Os acordos estão na mira de duas auditorias
no Tribunal de Contas. Na que examina especificamente o projeto Observatório
Social da Operação Segurança Presente, os conselheiros apontaram indícios de
irregularidades que poderiam resultar em “grave dano ao erário”, com práticas
parecidas com as do Ceperj. A Uerj nega qualquer irregularidade em seus
projetos.
Decreto de Castro abriu caminho para
aumento de despesas
Em decreto publicado no Diário Oficial do
Estado em 9 de março, Castro mudou os objetivos principais do órgão. Antes
voltado apenas para o recrutamento de pessoal, capacitação e formação de
servidores públicos, e a coleta de dados estatísticos e cartográficos passou a
incluir a execução de programas e projetos de cooperação entre os órgãos
integrantes da administração pública e apoio a “projetos de experimentação”.
O decreto permitiu o fornecimento de mão de
obra a órgãos do governo estadual, em contratos com prazo determinado e
mediante contratação direta por Recibo de Pagamento Autônomo (RPA).
Durante a campanha eleitoral, ao se
pronunciar pela primeira vez sobre o Ceperj, o governador disse que, após
surgirem questionamentos sobre a gestão de programas sociais desenvolvidos pela
fundação em parceria com secretarias estaduais, determinou a imediata a
instauração de uma comissão para apurar “com rigor e energia” o que ocorria. Em
setembro, um resultado preliminar da auditoria apontou irregularidades e
recomendou o cancelamento dos projetos do Ceperj.

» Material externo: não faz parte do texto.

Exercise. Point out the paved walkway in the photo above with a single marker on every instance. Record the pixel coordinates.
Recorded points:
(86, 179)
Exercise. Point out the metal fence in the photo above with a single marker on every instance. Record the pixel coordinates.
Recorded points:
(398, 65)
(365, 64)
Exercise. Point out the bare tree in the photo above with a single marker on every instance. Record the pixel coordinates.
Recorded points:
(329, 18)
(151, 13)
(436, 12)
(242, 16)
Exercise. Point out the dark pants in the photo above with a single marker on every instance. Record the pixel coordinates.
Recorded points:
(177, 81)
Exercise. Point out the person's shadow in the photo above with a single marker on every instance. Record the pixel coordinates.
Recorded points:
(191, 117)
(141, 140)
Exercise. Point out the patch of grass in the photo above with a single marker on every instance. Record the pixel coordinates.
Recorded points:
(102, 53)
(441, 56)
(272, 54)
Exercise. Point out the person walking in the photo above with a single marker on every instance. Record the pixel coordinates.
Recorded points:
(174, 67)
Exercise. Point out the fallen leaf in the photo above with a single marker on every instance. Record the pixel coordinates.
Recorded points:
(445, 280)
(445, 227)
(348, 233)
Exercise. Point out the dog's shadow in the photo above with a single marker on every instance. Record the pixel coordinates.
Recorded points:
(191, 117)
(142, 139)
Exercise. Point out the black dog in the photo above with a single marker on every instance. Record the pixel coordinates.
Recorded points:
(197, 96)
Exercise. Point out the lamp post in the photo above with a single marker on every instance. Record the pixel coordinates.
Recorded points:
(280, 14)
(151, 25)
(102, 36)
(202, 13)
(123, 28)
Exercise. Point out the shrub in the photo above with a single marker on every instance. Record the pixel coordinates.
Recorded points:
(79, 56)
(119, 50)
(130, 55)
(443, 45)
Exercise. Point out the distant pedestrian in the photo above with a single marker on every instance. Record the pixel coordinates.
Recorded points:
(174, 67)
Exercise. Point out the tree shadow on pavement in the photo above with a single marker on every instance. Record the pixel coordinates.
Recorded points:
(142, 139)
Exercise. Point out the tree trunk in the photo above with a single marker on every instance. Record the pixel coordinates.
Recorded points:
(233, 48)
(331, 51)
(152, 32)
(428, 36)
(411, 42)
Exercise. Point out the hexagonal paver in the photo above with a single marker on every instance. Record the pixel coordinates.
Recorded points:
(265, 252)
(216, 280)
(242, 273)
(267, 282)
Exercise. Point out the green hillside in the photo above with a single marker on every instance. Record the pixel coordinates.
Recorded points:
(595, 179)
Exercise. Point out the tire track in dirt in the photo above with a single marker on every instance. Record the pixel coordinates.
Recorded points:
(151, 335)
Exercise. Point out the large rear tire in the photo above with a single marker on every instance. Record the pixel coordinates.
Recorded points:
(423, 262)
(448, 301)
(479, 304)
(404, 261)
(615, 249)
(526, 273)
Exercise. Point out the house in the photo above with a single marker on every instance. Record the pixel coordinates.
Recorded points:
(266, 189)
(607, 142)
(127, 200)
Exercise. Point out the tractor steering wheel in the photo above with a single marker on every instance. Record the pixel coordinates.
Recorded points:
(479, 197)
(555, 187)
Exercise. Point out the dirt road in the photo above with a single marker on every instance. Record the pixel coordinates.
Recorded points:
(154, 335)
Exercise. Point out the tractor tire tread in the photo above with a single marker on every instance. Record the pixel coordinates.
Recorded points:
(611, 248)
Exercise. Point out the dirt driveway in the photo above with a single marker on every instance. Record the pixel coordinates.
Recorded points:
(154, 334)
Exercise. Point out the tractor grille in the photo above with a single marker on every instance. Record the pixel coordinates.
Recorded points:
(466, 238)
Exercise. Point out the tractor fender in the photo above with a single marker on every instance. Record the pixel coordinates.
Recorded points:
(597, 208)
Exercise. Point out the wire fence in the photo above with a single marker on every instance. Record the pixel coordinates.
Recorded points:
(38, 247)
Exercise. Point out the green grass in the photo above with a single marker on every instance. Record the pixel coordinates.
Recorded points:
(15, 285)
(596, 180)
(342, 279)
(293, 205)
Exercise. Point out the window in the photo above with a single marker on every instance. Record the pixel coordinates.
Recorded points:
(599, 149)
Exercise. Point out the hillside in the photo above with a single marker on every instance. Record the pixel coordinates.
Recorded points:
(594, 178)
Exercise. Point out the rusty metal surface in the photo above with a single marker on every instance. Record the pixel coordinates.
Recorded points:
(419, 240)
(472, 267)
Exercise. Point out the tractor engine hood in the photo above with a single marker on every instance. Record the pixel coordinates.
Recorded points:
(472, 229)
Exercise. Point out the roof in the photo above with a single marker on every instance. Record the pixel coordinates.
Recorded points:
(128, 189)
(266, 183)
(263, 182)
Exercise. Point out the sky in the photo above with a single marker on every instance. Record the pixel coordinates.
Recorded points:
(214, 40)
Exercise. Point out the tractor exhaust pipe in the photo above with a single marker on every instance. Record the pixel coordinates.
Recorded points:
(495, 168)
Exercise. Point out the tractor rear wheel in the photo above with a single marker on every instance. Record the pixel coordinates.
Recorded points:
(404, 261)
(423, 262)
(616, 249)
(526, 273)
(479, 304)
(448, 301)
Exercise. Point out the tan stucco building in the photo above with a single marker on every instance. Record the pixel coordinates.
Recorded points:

Quando as primeiras denúncias surgiram,
Castro anunciou a substituição do então presidente do Ceperj, Gabriel Lopes,
“assim como a proposição imediata de um TAC (Termo de Ajustamento de Conduta)
com o MP estadual para corrigir rumos e não prejudicar importantes programas
sociais”. O governador disse que era o “maior interessado para que tudo seja
esclarecido o quanto antes”. Em meio a essa turbulência, Gabriel Lopes informou
que havia pedido exoneração do cargo no dia anterior.
Rio de Janeiro se transformou numa lambança generalizada,e faz tempo.